Pour éviter l'apparition de co-contractions impromptues et indésirables lors des entraînements, il s'agit d'abord de proposer de véritables activations des entraînements, incluant une partie d’étirements. Je mets de côté la question de savoir si cela est bénéfique ou non pour produire de la vitesse, car pour moi, c'est un débat faux et éculé. Dans le football, il est indiscutable que les joueurs doivent être suffisamment souples pour avoir les amplitudes articulaires les plus grandes possibles pour être capables d'effectuer la gamme complète de gestes techniques requis. Ici, je privilégie les étirements actifs balistiques par mise en tension progressive. Ces étirements peuvent parfaitement s'intégrer dans les écoles de vitesse footballistique cyclique et acyclique ou s'exercer spécifiquement lors de séances isolées [7].


[1] L'existence de ces deux phénomènes musculaires couplés avec la notion de biotenségrité m’amène à rendre caduc la segmentation actuelle des entraînements de musculation footballistique en bas et haut du corps.

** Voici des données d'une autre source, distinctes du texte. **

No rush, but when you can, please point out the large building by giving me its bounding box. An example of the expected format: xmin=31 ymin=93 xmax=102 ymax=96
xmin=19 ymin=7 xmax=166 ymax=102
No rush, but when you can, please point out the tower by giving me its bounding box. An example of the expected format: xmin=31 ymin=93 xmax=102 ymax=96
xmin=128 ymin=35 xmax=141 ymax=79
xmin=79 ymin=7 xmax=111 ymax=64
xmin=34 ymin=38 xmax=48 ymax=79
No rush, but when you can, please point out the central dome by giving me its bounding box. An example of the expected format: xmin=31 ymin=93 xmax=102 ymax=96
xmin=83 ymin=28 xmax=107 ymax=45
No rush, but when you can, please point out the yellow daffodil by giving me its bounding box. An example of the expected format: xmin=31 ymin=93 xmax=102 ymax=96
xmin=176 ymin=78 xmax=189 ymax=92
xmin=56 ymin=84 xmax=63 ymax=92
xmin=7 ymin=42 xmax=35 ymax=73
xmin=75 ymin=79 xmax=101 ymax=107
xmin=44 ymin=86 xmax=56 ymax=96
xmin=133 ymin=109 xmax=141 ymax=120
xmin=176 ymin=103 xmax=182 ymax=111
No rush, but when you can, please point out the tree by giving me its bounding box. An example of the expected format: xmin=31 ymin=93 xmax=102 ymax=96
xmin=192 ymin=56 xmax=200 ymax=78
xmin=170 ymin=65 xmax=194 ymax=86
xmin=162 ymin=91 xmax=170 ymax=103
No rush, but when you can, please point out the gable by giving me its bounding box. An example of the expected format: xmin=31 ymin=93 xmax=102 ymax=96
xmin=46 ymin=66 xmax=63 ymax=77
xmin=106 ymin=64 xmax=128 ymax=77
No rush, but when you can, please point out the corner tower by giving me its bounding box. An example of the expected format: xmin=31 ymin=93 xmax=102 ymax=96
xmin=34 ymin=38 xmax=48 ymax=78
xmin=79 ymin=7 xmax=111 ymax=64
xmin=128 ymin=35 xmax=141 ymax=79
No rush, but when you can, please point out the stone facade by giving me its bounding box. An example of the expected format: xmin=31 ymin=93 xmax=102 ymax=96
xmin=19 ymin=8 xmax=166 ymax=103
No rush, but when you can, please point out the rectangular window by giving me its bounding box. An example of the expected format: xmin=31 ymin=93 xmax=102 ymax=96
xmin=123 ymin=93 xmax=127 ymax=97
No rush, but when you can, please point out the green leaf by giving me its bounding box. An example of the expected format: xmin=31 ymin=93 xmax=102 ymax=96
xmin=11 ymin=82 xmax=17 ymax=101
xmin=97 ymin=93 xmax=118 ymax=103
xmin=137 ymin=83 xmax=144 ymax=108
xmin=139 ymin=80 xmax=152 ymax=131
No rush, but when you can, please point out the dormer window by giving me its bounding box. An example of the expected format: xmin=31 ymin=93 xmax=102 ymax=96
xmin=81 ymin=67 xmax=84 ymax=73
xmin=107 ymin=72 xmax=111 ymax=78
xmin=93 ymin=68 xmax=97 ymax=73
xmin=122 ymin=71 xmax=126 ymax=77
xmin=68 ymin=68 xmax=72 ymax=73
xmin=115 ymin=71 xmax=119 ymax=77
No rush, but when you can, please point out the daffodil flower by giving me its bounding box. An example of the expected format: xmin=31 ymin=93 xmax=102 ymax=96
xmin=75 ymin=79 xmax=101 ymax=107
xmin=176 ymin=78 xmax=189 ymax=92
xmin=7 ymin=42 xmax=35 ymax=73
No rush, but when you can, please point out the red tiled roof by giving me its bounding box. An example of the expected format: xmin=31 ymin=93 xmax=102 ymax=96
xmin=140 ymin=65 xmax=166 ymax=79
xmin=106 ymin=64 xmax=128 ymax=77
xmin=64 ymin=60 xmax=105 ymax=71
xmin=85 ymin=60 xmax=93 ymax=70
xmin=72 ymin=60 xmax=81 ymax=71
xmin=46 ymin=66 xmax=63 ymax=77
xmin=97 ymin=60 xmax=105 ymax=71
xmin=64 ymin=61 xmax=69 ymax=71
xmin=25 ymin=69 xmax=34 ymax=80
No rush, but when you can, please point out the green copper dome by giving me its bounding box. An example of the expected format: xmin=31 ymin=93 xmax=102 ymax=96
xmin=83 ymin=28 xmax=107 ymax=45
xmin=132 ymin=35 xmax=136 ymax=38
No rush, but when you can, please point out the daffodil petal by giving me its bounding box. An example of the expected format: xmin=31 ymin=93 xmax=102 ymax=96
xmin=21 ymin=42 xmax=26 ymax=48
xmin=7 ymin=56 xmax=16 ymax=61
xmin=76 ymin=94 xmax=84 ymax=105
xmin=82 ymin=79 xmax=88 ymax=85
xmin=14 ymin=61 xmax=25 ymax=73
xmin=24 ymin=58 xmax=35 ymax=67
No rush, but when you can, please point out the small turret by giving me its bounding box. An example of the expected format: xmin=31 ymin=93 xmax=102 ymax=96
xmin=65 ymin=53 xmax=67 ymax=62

Chaque mouvement, quel qu'il soit, mobilise plus ou moins l'ensemble de notre corps.

[2] A. Remaud, A. Guevel, C. Cornu, Régulation nerveuse de l’activité des muscles agonistes et antagonistes et influence sur le couple de force, Journée de Médecine Orthopédique et de Rééducation, Paris, Septembre 2007. À lire aussi ML Latash, Muscle coactivation: definitions, mechanisms, and functions, Mars 2028, en cliquant sur le lien https://www.ncbi.nlm.nih.gov/pmc/articles/PMC6093955/ 

[3] Roby-Brami A, Hoffmann G, Laffont I, Combeaud M, Hanneton S. Redondance du membre supérieur et compensation des déficiences motrices. Coelllo Y, Casalis S, Moroni C : “Vision, espace et cognition : fonctionnement normal et pathologique“. Presses Universitaires du Septentrion, 2005.

[4] Selon les propositions de Bernadette de Gasquet, Abdominaux, arrêtez le massacre, Editions Marabout, 2009.

[5] François Cheng, De l'âme, Editions Albin Michel, 2016.

[6] Alain Berthoz, Le sens du mouvement, Editions Odile Jacob, 2013.

[7] Lors de ces séances isolées, je demande aux joueurs d’aller chercher leurs petites tensions et de les résoudre par petits balancements continuels au même titre que ceux que nous prodiguaient nos parents lorsque nous étions bébés. Cette méthode s’inscrit dans les recommandations de Paul Landon de l’IMP et du courant de l’ostéopathie rythmique. Voir à ce propos, Zachary Comeaux, Ostéopathie harmonique, Traitement oscillatoire et techniques rythmiques myofasciales, Edition Sully, 2011.